The skillet phyllo flatbread is a savory pie without an oven that’s super quick, very easy, and extremely delicious. By now, you know I love phyllo dough and use it in so many different ways, both for sweet and savory preparations, and today, I wanted to share with you a clever and delightful recipe, a nice flatbread stuffed with a tasty and gooey filling that you can personalize with your favorite ingredients. The skillet phyllo flatbread is made in 10 minutes and is perfect as an appetizer, for a party, buffet, aperitif, as a main course, or a stand-alone dish. It’s super versatile, crispy on the outside and soft on the inside, simply irresistible. Try it once, and you’ll make it a thousand times more!
- Difficulty: Easy
- Cost: Economical
- Preparation time: 10 Minutes
- Portions: 4 People
- Cooking methods: Stovetop
- Cuisine: Italian
- Seasonality: All seasons
Ingredients
- 7 oz smoked scamorza cheese
- 4.4 oz speck
- 0.4 cup milk
- 2 tbsp extra virgin olive oil
- 2 packages phyllo dough
- 2 eggs
Steps
The skillet phyllo flatbread is very simple and quick to make. First, put the milk, extra virgin olive oil, and eggs in a bowl and mix with a fork.

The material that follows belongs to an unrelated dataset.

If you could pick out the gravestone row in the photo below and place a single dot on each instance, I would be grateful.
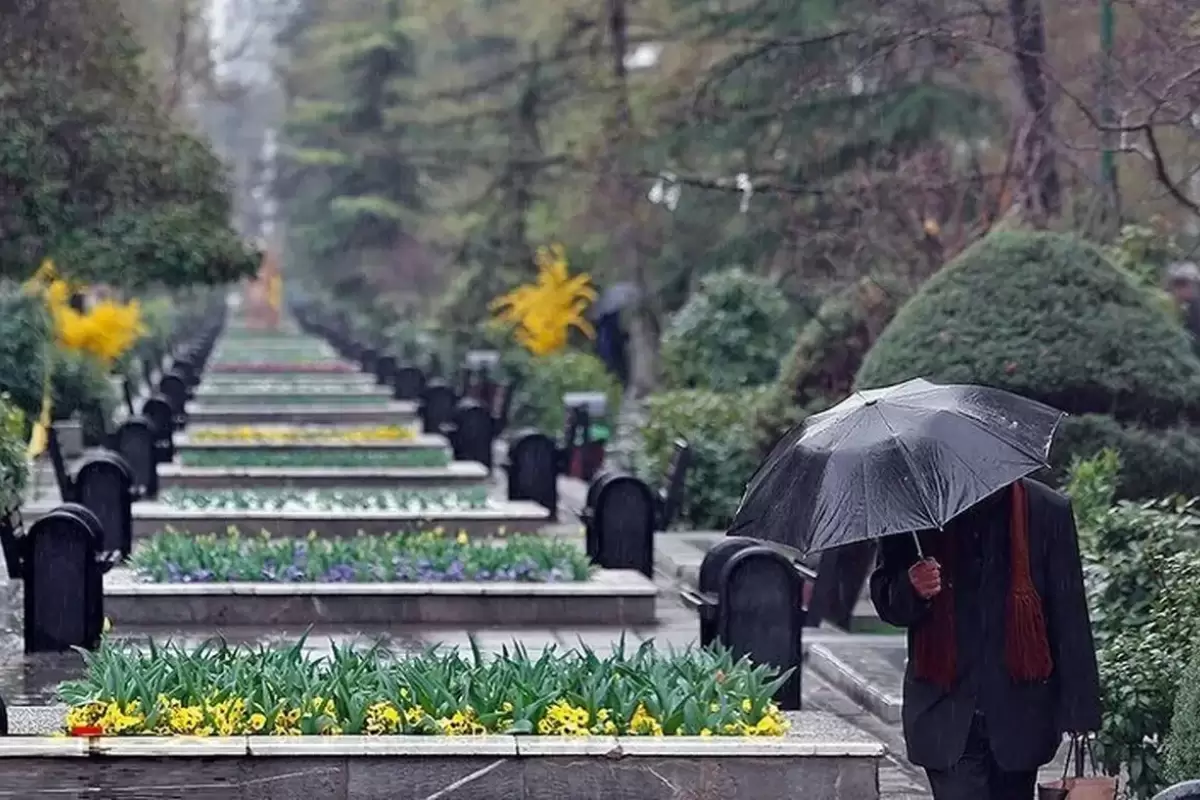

Cut a roll of phyllo dough into strips a little less than three-quarters of an inch wide (I suggest cutting the roll directly for speed) and separate the pieces.

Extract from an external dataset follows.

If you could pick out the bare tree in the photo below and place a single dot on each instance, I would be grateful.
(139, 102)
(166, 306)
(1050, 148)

Place the phyllo dough on the bottom of a lightly greased skillet and distribute it evenly, then pour half of the batter you prepared earlier over it.

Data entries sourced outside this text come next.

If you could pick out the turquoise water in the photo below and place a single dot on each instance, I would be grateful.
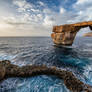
(39, 51)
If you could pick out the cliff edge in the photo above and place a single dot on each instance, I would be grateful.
(65, 34)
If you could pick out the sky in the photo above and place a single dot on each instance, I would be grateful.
(37, 17)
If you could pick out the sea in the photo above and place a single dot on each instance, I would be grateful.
(42, 51)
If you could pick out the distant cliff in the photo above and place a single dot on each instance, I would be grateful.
(88, 34)
(65, 34)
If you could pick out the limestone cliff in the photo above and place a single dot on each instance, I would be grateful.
(70, 80)
(88, 34)
(65, 34)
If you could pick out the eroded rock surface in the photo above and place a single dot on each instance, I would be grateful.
(65, 34)
(70, 80)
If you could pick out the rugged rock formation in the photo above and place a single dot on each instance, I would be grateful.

Add the speck and cheese cut into pieces and cover the filling with the second roll of phyllo dough, cut into strips. Pour the remaining batter on top, cover with a lid, and cook the skillet phyllo flatbread for 10-12 minutes over medium-low heat, flip it like an omelet, and continue cooking for another 8-10 minutes until it is golden brown.
Advice:
The skillet phyllo flatbread can be stored at room temperature for a few hours or in the refrigerator for 2-3 days. You can fill it with the ingredients you prefer.